Artık kritik eşiğe gelmiş bulunuyoruz. Adaysız geçen her dakika her saat muhalefetin aleyhine işliyor.
Seçime az bir zaman kaldı, hala Millet İttifakı'nın CB adayı belli değil. Bu, topluma güvensizlik olarak yansıyor. Bugün anlaşamazlarsa yarın nasıl anlaşacak ve Türkiye'yi nasıl yönetecekler gibi sorgulamalara neden oluyor.
Şüphesiz aday belirlemek kolay iş değil, bir tarafta hırslar, beklentiler, öbür tarafta toplumsal gerçekler var.İkisini uzlaştırmak çok zor.
Sistemin değişmesi, parlamenter sisteme dönüş ancak CB seçimini almakla mümkün. Bunun için de kazanmaya en yakın adayda ittifak dilmesi gerekiyor. Bu iş öyle binde bir oyu olan DP'nin Altılı Masa'da daha uzlaşılmış bir karar yokken adayını ilan etmesine benzemez. Milletvekilliği kapmak ayrıdır, Türkiye'nin kaderini etkileyecek bir seçimde doğru aday çıkarmak farklıdır.
Milletin kaderi, masadaki liderlerin kendilerini geri çekerek doğru adayı belirlemelerine bağlı. Farklı düşünceleri bastırmaya çalışmak, tıpkı AKP'nin yaptığı gibi Türkiye'ye tek gözle bakmak, tek kulakla dinlemektir. Oysa toplumsal eğilimleri tespit etmek ancak çoklu bir bakışla mümkün. Her toplum kümesi aynı mesajlardan etkilenmiyor. Bir milliyetçi ile bir sosyal demokratın etkilenme veya seferber olma çizgileri farklıdır. Önemli olan bu farklı hassasiyetleri bir noktada buluşturacak mahareti göstermektir.
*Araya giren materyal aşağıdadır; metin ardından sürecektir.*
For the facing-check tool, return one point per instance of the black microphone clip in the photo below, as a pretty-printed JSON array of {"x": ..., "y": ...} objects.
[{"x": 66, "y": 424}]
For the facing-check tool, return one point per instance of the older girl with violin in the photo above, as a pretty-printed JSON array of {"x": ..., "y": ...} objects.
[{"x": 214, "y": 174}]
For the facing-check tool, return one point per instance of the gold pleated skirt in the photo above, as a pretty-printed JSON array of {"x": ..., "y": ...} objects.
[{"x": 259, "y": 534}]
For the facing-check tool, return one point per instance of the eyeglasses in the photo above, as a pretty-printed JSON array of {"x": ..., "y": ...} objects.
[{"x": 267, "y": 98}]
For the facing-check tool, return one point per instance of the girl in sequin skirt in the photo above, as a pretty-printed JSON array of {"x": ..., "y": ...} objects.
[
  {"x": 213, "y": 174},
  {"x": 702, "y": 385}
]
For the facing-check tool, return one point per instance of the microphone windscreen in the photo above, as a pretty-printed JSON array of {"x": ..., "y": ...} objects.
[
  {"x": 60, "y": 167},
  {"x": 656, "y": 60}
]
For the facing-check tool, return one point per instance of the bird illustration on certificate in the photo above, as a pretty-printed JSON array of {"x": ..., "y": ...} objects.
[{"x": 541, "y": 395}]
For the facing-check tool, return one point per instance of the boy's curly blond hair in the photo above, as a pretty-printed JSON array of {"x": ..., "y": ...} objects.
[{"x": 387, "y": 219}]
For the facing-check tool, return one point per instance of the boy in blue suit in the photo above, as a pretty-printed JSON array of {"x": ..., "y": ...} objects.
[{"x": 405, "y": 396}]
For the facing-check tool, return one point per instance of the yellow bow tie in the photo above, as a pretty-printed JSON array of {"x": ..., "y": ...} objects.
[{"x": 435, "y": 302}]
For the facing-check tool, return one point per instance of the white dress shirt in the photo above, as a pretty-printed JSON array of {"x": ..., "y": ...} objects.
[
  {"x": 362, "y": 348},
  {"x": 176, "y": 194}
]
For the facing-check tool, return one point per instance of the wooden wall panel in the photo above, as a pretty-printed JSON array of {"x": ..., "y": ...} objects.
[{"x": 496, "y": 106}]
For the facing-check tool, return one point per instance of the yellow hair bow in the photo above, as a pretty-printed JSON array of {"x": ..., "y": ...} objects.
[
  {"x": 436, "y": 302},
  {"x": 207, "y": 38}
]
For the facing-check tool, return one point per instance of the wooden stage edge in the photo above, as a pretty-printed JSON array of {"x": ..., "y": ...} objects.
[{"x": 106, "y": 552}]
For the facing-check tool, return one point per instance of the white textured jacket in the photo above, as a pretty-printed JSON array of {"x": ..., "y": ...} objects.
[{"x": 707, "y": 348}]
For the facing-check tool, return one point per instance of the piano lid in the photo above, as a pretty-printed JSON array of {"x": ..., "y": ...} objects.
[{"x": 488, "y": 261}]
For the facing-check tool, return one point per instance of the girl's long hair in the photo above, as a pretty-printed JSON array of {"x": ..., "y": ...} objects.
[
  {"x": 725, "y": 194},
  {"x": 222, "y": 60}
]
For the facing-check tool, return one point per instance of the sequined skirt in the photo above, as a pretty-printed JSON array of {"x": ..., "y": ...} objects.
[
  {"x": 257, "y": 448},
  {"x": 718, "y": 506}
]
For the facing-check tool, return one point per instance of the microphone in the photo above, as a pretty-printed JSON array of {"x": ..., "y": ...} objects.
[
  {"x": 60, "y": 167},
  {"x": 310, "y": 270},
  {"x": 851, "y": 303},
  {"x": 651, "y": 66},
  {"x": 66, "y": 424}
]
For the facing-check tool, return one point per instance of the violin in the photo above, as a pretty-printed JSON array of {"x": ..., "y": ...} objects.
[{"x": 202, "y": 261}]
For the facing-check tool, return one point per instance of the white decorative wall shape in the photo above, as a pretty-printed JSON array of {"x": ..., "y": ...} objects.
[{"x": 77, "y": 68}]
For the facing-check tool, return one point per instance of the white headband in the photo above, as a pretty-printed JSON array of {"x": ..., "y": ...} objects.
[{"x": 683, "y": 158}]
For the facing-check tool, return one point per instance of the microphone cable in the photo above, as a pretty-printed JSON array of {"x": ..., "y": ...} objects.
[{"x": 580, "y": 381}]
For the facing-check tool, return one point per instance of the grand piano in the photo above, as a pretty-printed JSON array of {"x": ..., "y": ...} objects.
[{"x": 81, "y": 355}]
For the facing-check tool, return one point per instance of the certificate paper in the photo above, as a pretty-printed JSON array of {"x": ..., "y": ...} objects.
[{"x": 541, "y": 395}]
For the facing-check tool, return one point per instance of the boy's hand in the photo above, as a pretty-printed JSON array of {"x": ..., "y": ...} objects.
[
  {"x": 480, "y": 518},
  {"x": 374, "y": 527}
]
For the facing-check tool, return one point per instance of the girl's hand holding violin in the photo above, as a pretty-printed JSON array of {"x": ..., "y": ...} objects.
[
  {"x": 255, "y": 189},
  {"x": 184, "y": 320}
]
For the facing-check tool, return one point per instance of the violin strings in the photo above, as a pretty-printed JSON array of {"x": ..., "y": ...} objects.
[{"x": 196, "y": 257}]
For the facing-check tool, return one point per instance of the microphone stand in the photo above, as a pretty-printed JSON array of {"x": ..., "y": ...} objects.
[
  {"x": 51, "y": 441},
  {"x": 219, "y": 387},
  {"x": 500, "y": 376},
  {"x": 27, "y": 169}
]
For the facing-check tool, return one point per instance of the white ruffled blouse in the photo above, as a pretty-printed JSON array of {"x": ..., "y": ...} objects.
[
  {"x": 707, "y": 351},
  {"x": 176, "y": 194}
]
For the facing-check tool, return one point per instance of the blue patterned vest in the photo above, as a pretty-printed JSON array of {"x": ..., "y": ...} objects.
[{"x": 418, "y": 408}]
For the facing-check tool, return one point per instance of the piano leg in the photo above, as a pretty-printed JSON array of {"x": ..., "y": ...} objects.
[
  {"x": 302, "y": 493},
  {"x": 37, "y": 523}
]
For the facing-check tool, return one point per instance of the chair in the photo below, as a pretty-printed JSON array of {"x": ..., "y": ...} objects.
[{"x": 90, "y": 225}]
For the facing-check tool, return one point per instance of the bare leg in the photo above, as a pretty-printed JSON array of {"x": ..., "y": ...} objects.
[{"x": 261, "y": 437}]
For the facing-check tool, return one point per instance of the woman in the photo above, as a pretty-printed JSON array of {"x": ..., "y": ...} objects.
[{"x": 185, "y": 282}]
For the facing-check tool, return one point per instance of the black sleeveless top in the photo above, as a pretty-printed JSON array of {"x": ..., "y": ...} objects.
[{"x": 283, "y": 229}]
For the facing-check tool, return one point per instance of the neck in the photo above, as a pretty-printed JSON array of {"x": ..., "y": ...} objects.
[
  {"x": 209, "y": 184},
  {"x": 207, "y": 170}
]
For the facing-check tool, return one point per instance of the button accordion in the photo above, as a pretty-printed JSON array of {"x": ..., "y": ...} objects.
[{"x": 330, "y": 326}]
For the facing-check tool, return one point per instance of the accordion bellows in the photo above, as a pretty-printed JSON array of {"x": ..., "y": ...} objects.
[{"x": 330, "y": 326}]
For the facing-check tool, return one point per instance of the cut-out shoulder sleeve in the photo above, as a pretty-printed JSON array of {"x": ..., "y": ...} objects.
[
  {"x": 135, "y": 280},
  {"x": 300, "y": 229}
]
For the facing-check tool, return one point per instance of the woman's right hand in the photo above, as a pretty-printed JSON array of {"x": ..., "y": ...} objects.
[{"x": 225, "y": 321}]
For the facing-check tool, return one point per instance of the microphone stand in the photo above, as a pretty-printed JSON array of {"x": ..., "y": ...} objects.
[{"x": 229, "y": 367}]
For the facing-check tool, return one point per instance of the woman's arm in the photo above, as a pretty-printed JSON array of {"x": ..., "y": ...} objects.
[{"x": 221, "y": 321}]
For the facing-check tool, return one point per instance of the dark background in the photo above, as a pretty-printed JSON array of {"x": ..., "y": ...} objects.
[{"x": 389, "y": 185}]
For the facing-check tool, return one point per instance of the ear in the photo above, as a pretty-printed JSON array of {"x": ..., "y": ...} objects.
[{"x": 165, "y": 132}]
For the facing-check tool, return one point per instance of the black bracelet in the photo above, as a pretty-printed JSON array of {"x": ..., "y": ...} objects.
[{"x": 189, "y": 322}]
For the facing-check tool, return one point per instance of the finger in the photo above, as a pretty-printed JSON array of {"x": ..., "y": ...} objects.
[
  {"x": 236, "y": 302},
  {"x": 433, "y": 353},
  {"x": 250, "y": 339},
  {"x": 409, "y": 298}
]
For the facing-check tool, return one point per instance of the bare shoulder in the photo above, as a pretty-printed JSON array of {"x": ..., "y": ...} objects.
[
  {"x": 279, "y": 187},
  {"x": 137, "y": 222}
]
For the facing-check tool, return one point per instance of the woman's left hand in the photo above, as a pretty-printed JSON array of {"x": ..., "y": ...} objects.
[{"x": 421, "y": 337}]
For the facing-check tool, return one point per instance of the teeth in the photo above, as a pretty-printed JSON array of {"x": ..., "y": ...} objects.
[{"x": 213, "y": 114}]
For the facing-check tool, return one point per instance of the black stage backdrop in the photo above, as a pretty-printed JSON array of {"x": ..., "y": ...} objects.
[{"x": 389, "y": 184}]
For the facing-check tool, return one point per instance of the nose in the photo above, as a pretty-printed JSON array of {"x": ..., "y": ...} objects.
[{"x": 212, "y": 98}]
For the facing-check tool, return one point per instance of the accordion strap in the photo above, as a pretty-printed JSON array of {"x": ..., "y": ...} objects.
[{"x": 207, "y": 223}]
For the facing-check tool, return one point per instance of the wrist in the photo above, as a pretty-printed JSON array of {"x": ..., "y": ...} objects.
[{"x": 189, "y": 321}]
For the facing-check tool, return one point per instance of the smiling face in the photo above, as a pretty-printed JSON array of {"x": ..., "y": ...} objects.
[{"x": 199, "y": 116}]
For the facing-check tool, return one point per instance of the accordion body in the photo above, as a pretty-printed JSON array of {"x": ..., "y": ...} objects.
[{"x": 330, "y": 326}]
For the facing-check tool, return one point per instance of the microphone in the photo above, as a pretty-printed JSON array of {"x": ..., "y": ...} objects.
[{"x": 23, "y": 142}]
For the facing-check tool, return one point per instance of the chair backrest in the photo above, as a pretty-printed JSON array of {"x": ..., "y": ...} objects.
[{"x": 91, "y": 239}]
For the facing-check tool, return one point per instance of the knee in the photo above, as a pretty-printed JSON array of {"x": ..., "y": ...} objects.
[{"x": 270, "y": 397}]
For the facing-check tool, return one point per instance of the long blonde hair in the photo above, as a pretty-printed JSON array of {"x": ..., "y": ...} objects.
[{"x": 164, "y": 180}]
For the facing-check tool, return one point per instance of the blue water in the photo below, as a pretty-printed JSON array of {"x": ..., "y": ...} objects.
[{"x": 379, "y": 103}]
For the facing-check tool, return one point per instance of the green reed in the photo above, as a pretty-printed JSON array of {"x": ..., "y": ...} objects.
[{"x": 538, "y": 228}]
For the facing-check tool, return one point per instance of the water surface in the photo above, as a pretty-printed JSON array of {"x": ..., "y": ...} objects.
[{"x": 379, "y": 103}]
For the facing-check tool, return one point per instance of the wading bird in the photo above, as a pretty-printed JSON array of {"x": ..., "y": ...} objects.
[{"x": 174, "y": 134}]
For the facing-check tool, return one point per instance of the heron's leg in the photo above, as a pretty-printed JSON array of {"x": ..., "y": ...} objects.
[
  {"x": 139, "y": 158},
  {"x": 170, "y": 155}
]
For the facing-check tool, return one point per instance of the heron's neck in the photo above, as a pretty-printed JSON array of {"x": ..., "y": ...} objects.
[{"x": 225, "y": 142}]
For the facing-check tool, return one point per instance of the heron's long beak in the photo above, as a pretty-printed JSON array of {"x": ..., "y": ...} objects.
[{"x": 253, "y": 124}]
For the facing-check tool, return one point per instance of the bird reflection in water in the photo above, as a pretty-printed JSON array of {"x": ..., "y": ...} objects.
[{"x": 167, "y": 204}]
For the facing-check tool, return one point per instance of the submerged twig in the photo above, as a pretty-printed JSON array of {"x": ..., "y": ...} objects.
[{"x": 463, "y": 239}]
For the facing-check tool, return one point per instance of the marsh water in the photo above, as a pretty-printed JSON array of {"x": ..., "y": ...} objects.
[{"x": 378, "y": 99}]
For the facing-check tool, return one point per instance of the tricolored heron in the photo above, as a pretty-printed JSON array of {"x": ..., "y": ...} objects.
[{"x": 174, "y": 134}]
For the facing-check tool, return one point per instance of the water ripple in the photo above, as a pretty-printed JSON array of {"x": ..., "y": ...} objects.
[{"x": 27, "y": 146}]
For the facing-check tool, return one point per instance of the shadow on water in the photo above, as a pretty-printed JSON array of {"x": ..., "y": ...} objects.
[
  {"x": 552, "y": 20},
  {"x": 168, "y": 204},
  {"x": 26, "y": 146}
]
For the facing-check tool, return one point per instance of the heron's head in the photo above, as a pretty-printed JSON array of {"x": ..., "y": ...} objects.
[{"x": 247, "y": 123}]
Mesela ben tutuklu/hükümlü olan Selahattin Demirtaş'ın sosyal medyada önünün bu kadar açık tutulmasını yadırgıyorum. Demirtaş'ın hitap ettiği bir oy kitlesi var ve fakat bu alan çok sınırlı. Ama onun birkaç katı da antipati alanı var. Ondan dolayı Millet İttifakına oy verecek bir kişi varsa ondan dolayı o vermeyecek belki beş kişi var. Bu ülkede milliyetçilerin gücü hep küçümseniyor. Hatta dikkate bile alınmıyor. Çünkü yeterince organize ve birleşik değiller. Medyada kamuoyu oluşturacak kalemleri yok. Nedense birileri ısrarla terazinin bir tarafına milliyetçileri değil, hep HDP'yi koyarak, siyaseti HDP'ye göre tanzim etmek istiyor. Bu siyaset tarzı da toplumun büyük bir kesimi tarafından şüphe ve tereddütle karşılanıyor. Demirtaş da kendine sağlanan bu -dikkat çekici- özgürlük alanını tepe tepe kullanıyor. Tutuklu olduğunu unutup teknik direktörlüğe soyunuyor. Demokratik güçleri Kılıçdaroğlu'nun arkasında dizilmeye çağırıyor. Emin olun bu çağrılar Millet İttifakının hareket alanını daraltmaktan, Erdoğan'ın masanın altında başkaları var söylemine haklılık kazandırmaktan başka işe yaramıyor. Demirtaş, gerçekten Millet İttifakının kazanmasını istiyorsa yapacağı tek şey susması, ona tanınan bu imkanın boşuna tanınmadığını anlamasıdır.
Şunu da unutmamak gerekir: İttifak etmiş partilerin hiç birinin oyu çantada keklik değil. Tek adam düzenine karşı olmak, ülkeye, demokrasinin, adaletin gelmesini istemek partilerin oylarını bir havuzda toplamaya yetmez. Kazanmanın maliyetinin kaybetmenin maliyetinden yüksek olacağı yönünde bir algı oluşur-(oluşturulur)-sa bugüne kadar verilen mücadele boşa gider. Oyların aynı mecraya akması liderler arasında bir uzlaşma ve uyumun olduğunun gösterilmesine bağlıdır. Bir lideri uzlaşmaz, yahut tefrikacı göstermek onun tabanını ittifaktan uzaklaştırır, motivasyonunu bozar. Onun için Millet İttifakı içindeki farklı seslere de kulak verilmesi, bir karara varırken ortak akıldan uzaklaşılmaması gerekiyor. Oldu bitti yaratmak ne kadar yanlışsa, akıl birliği aramadan, hatta farklı sesleri sabotör olarak görmek de o kadar yanlıştır.